Speaking in an interview with BBC on the sidelines of the World Economic Forum (WEF) in Davos, Switzerland, Okonjo-Iweala said Africa may not be priority for the Trump presidency, but there is no need to despair.
“There are two schools of thoughts, but one very interesting one, to which I subscribe is that maybe Africa is not top of the agenda for the incoming government, therefore, that could really provide a chance for Africa to craft its own narratives,” she said.
“To make it known that African countries are really much more interested in taking charge of their own destiny and trying to find ways to do it.
“Look, people in developing countries are not just sitting, waiting for people to bring aid, we now have a changing dynamics, particularly with our young people.
“If you look at the millenials, they are asking a different question; they want to know how they can really use what is here to catalyse the change that is needed to make developing countries, who are already contributing quite substantially to global growth to do even more.”
On the second school of thought, she said “there are also those who are a little bit worried, that the continent may not get the attention it needs on the global stage”.
“And say what you may, if you look at 2030, 2050, Africa cannot be left behind, because the implication for the rest of the world are just too enormous.
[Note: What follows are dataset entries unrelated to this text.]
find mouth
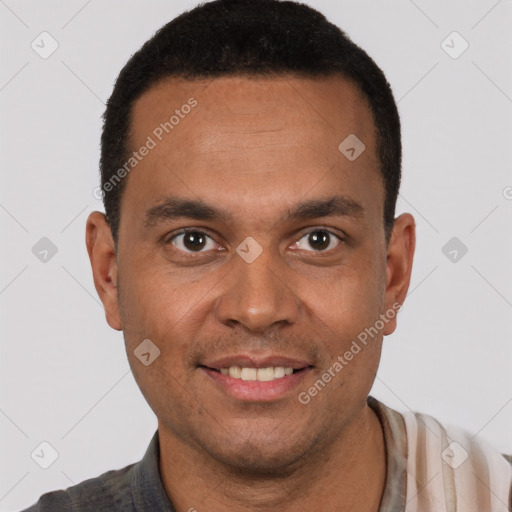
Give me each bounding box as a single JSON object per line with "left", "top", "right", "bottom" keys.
{"left": 198, "top": 355, "right": 314, "bottom": 402}
{"left": 199, "top": 365, "right": 309, "bottom": 382}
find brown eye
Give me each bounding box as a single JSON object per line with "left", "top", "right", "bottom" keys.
{"left": 170, "top": 231, "right": 217, "bottom": 253}
{"left": 295, "top": 230, "right": 342, "bottom": 252}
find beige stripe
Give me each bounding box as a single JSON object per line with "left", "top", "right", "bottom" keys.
{"left": 403, "top": 410, "right": 419, "bottom": 512}
{"left": 436, "top": 418, "right": 456, "bottom": 512}
{"left": 370, "top": 398, "right": 512, "bottom": 511}
{"left": 367, "top": 396, "right": 408, "bottom": 511}
{"left": 403, "top": 410, "right": 512, "bottom": 511}
{"left": 415, "top": 413, "right": 447, "bottom": 512}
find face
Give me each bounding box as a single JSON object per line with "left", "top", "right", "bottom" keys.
{"left": 87, "top": 74, "right": 415, "bottom": 473}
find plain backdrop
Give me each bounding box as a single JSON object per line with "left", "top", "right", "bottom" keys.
{"left": 1, "top": 1, "right": 511, "bottom": 510}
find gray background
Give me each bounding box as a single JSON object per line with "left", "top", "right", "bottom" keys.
{"left": 1, "top": 0, "right": 511, "bottom": 510}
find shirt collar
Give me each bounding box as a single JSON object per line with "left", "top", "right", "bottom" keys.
{"left": 131, "top": 430, "right": 176, "bottom": 511}
{"left": 130, "top": 396, "right": 408, "bottom": 511}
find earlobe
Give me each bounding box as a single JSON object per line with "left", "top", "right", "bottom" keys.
{"left": 85, "top": 212, "right": 123, "bottom": 331}
{"left": 383, "top": 213, "right": 416, "bottom": 335}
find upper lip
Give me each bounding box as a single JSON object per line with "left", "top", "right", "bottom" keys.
{"left": 201, "top": 354, "right": 313, "bottom": 370}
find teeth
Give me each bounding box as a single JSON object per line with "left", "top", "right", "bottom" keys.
{"left": 274, "top": 367, "right": 285, "bottom": 378}
{"left": 220, "top": 366, "right": 295, "bottom": 381}
{"left": 228, "top": 366, "right": 242, "bottom": 379}
{"left": 256, "top": 367, "right": 274, "bottom": 381}
{"left": 241, "top": 368, "right": 257, "bottom": 381}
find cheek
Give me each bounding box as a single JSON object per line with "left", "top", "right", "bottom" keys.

In terms of the demographics, the potential market it presents.”
On climate change, the development economist said “nobody will like to see America walk away from this very important global issue, but at the same time, you look at what other kinds of leadership would also step forward”.
“The private sector could take the lead in this; I am saying that we need not despair, the private sector realises that this is important and here to stay, and they have to do something about it.”
Okonjo-Iweala said there are three major challenges the world is facing today: reigniting global growth, combating climate change and meeting the sustainable development goals (SDGs).
The former World Bank vice-president, who put necessary estimates at $90 trillion, said all three challenges can be solved via financing of sustainable infrastructure.